Why are ‘All Sales” lower than “Sponsored Sales”? (Or TACOS > ACOS)
You may encounter some cases where the amount of Sponsored Sales exceeds the amount of All Sales, because of which the TACOS will be shown higher than the ACOS.
Premises about the attribution logic used by Amazon
- Sales attribution is measured on a 7-day click-through attribution window. Meaning, if a user clicks on an ad, comes back up to 7 days later, and buys one of your products from your brand, Amazon will attribute the sale to that ad.
- Sales are attributed to the last ad the user clicked on.
Why is there a discrepancy between “All Sales” and “Sponsored Sales” for a given strategy
Two possible explanations
Sales attribution on different ASINs.
Based on our second premise, Sponsored Sales can be attributed to a Sponsored Product that has been clicked but not bought.
Example: A user clicked on the ASIN A1 which belongs to the S1 strategy, but eventually bought another product that is not included the S1 strategy.

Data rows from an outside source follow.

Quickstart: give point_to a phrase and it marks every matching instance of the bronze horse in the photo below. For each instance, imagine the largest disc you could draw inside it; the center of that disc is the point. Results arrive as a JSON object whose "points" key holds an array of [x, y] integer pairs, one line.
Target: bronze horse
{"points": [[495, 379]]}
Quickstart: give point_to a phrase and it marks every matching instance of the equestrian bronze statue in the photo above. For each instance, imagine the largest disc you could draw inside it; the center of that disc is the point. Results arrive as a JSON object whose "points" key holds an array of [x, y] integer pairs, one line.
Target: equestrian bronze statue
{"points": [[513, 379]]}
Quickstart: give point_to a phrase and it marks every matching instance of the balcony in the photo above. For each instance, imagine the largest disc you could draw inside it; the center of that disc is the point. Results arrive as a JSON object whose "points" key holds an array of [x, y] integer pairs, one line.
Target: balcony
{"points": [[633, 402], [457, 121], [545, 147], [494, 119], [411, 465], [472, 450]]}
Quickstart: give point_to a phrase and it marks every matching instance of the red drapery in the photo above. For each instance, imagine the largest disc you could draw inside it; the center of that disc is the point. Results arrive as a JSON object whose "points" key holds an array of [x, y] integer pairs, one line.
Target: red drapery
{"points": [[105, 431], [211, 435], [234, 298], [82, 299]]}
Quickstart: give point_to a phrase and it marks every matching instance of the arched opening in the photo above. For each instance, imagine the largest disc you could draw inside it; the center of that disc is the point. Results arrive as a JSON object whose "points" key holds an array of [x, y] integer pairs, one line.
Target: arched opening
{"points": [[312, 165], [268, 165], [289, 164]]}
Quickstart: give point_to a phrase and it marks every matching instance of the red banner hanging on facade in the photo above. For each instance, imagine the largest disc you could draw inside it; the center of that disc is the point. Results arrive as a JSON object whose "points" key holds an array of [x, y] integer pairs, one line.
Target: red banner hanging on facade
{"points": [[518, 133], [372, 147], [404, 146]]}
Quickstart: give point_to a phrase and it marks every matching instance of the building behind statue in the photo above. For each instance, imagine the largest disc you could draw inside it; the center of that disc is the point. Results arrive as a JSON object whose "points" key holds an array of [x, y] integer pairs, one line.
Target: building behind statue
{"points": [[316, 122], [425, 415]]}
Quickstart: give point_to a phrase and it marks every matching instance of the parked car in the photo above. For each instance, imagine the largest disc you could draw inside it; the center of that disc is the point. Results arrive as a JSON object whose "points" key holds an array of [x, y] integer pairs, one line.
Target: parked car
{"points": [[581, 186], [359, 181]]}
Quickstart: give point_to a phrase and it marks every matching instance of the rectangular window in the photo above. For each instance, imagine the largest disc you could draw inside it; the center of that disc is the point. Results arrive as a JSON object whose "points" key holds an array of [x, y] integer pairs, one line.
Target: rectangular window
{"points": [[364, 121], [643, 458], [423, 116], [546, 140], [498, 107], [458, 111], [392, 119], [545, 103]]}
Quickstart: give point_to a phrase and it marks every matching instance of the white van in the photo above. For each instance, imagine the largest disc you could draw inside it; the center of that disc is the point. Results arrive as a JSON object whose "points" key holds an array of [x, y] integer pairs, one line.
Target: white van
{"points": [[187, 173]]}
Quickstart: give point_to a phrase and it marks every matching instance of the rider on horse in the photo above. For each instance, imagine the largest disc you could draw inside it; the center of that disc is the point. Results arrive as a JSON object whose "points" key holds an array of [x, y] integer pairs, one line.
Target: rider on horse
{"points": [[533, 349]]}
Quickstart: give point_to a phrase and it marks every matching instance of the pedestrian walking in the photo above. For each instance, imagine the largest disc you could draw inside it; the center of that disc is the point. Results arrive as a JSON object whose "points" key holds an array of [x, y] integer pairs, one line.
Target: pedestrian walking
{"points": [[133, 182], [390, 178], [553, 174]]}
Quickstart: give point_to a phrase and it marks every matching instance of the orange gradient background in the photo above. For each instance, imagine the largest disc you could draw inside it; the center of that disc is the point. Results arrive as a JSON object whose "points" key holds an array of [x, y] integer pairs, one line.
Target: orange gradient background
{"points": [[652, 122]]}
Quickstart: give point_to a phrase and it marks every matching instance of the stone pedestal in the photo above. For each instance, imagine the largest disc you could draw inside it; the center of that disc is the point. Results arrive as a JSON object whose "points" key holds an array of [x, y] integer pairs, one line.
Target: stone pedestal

Different sales aggregation times.
“Sponsored Sales” are reported at click time and “All Sales” are reported at sale time. There can be up to a seven-day time lag between these two events.
Example: A product can be promoted on Monday, the ad has been clicked and the user bought it on Wednesday. This transaction will be reported as a Sponsored Sale occurring on Monday and as an All Sale occurring on Wednesday.
Amazon updates its attributions metrics every day. These stats may evolve in time and can show different results if they are checked during the last seven days.